Hello! After a short and much needed hiatus, Everything But Bone is back. Today I’m directing the column in a different direction, writing about a movie I don’t like. And to be honest, I wanted to like Jeremy Saulnier’s horror thriller Green Room (2015), but I just can’t.

Green Room was released by A24 back in 2015, which doesn’t feel like that long ago, but it unfortunately has aged poorly. Many of our pop cultural touchstones don’t work anymore due to the violently changing political landscape, particularly in the United States. The one that I’ll be talking about here is having the bad guys be Nazis.

It used to work, cause white supremacists were just some evil little fringe group, and the Allies kicked their asses in World War Two. And they’re great to have heroes completely wreck cause Nazis are terrible.

But Nazis and white supremacists, those absolute fucking bastards, are more visible now than they’ve been in years. Among the multitude of terrible effects their growing presence has, a very small one is that it makes you reconsider how they are used in media. To be perfectly honest, one of the reasons this article was delayed was because I thought it was completely inappropriate to write it after the tragic Tree of Life Synagogue mass shooting.

Enter Green Room. At its most basic level, it’s the story about a punk band that gets trapped inside the green room of a skinhead club after they see something they’re not meant to. It’s easy for the Ain’t Rights to get inside, but it’s practically impossible to escape.

Sounds like a tense film, and on the surface it is. Once the cast gets inside the plot turns into the most dangerous bottle episode. After playing a show at a Skinhead club, Pat (Anton Yelchin) returns to the green room to get a forgotten phone only to end up seeing the aftermath of a murder. Knowing their lives are now in jeopardy, the band and the best friend of the victim barricade themselves inside and hope to survive.

I will say that the casting for Green Room is my favorite part of the film. Sam in the original draft is a man, and the lovely Alia Shawkat makes the band less of a sausage fest. Anton Yelchin is strong here as Pat, the band’s frontman, and it’s with sadness I remember this was one of the last roles to be released in his lifetime. While Yelchin gives his best, that is nothing compared to Patrick Stewart as the skinhead leader Darcy. I don’t know about you, but Patrick Stewart is forever embedded in my mind as heroes Captain Picard and Professor X. Stewart plays heavily against type here and it chills you straight to the bone.

Now imagine this interaction with Stewart talking:

Besides the fact that he’s an amazing actor, Stewart is great as villain because he’s traditionally cast as a good guy. Audiences are immediately uncomfortable with those words coming out of Darcy’s mouth because it is Stewart.
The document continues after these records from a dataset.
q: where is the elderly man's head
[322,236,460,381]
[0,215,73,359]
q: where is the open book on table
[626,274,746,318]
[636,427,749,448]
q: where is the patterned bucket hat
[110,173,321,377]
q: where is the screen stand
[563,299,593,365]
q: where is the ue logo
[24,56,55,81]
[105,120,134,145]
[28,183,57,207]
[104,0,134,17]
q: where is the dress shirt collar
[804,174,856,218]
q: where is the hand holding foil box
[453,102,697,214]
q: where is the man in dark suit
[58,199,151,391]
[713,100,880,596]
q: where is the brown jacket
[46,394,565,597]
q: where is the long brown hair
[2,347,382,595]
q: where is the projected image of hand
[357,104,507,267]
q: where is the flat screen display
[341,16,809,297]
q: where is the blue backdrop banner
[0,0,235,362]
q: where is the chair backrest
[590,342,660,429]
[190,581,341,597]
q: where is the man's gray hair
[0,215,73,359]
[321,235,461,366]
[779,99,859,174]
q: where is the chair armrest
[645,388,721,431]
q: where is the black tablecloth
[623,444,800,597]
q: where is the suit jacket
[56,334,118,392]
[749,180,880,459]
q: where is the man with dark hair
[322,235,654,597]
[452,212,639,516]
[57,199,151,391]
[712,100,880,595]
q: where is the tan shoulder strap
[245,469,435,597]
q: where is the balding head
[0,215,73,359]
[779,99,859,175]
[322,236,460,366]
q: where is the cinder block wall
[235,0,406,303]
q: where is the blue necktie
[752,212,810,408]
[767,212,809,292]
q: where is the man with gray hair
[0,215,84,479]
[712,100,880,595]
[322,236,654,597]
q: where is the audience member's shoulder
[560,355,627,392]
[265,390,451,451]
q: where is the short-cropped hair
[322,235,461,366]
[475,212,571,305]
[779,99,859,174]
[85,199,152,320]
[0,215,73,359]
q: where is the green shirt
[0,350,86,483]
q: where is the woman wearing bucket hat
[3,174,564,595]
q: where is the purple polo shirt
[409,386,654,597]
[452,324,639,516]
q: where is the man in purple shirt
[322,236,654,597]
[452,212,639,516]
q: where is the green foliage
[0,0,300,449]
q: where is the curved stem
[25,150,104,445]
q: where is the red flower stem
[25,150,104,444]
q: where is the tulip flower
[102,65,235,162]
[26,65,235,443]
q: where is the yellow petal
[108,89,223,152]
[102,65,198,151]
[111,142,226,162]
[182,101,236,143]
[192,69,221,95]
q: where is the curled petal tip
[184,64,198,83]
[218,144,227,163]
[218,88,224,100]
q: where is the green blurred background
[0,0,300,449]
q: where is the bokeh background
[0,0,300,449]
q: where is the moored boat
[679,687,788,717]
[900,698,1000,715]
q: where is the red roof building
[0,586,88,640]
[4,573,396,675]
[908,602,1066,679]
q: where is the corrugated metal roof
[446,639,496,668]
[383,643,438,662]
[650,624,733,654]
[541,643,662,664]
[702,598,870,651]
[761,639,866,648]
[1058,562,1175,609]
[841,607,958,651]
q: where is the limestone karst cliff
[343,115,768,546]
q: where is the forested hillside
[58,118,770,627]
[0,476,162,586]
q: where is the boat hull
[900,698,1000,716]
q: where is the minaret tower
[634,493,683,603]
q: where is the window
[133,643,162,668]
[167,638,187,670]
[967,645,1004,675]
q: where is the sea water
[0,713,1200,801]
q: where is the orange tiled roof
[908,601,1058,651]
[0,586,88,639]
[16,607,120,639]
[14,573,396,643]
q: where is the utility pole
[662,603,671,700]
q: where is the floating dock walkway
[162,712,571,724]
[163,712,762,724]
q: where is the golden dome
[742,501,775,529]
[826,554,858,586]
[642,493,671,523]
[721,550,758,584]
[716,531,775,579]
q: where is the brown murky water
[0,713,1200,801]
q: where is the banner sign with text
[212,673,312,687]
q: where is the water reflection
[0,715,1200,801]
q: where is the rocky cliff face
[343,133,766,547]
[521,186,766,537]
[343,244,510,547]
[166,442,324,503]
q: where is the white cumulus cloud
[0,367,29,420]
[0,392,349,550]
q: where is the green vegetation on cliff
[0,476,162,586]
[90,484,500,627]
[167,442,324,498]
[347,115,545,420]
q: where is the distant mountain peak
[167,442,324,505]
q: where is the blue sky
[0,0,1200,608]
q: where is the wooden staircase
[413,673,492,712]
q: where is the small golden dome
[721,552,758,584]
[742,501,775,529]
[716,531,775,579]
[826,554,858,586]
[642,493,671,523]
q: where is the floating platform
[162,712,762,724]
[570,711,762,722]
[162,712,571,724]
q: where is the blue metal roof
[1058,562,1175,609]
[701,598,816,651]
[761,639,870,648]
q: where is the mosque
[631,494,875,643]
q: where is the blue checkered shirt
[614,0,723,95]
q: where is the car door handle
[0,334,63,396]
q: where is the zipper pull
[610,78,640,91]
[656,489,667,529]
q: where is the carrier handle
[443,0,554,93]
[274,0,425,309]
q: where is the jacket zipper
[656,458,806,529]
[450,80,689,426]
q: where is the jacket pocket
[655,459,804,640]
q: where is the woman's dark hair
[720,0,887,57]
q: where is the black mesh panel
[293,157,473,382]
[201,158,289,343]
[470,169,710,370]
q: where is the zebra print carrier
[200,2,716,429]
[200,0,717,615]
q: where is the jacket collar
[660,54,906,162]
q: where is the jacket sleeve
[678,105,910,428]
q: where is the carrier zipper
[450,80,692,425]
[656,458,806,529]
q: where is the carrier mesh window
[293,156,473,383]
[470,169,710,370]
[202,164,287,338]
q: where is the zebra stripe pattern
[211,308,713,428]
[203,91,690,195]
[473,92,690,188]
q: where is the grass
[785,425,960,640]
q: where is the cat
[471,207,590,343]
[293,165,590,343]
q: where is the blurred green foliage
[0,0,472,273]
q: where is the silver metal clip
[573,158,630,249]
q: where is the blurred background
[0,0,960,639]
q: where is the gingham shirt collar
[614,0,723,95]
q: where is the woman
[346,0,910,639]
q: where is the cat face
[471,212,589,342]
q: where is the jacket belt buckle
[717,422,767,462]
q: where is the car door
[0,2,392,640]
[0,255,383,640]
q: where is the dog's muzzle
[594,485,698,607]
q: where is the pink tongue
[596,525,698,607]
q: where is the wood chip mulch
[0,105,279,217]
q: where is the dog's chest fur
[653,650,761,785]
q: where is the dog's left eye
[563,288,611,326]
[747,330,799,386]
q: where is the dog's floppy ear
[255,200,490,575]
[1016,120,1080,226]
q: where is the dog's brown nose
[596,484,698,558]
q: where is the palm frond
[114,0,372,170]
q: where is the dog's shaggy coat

One of the terrible things about being an American these days is knowing that if I wanted to watch a bunch of people being antagonized by Nazis, I could turn on the news. Seeing the band get brutalized is difficult to watch knowing white supremacists are murdering innocents on the national stage. Sure, Pat survives and Darcy and some of the other skinheads are dead, but when you think about it, they win in the long run. There are plenty more of them to keep running the club. And I’m sure some of those assholes will be waving tiki torches in the future.

I believe I would think more favorably of Green Room if it took itself a little less seriously. A movie about punks killing Nazis in a spectacular fashion would be fun. Would Die Hard be as memorable or as good if we were subjected to hyper realistic depictions of a violent hostage situation? No, John McClane would be dead before the third act, and Hans Gruber would’ve blown everyone to hell.

The biggest problem of Green Room is that it’s hard to find sympathy for our protagonists. They knowingly play for skinheads, thinking that they’ll be okay due to their whiteness. Sam’s joke about threatening to tell the audience Pat’s Jewish is in the absolute poorest tastes. What happens to Emily is horrible, but she was dating a bunch of Nazis so… As for Amber, she’s a fellow traveler with TERF bangs, and mercifully a line “justifying” her racism was cut in the final draft.

There are too many moments where the audience is meant to feel bad for the skinheads. Emily’s death via domestic violence, Daniel’s grief for her, Gabe’s gradual disillusionment, and the end scene where Clark’s dying dog curls up next to his dead body. Sure, making the villains well rounded is better storytelling, but they’re fucking Nazis! Any sane person doesn’t want to feel that.

I’m a big believer in the power of stories, and now more than ever we need both empowerment and escape from them. Green Room is not one of them. It’s not writer/director Jeremy Saulnier’s fault, it wasn’t made with these intentions. For me and other viewers, the real world implications of Green Room irreparably break the experience. Perhaps I’m being too harsh, but the more I think about the more the faults rise to the surface.

In the end, Green Room’s structure is great, but the contents fail to work.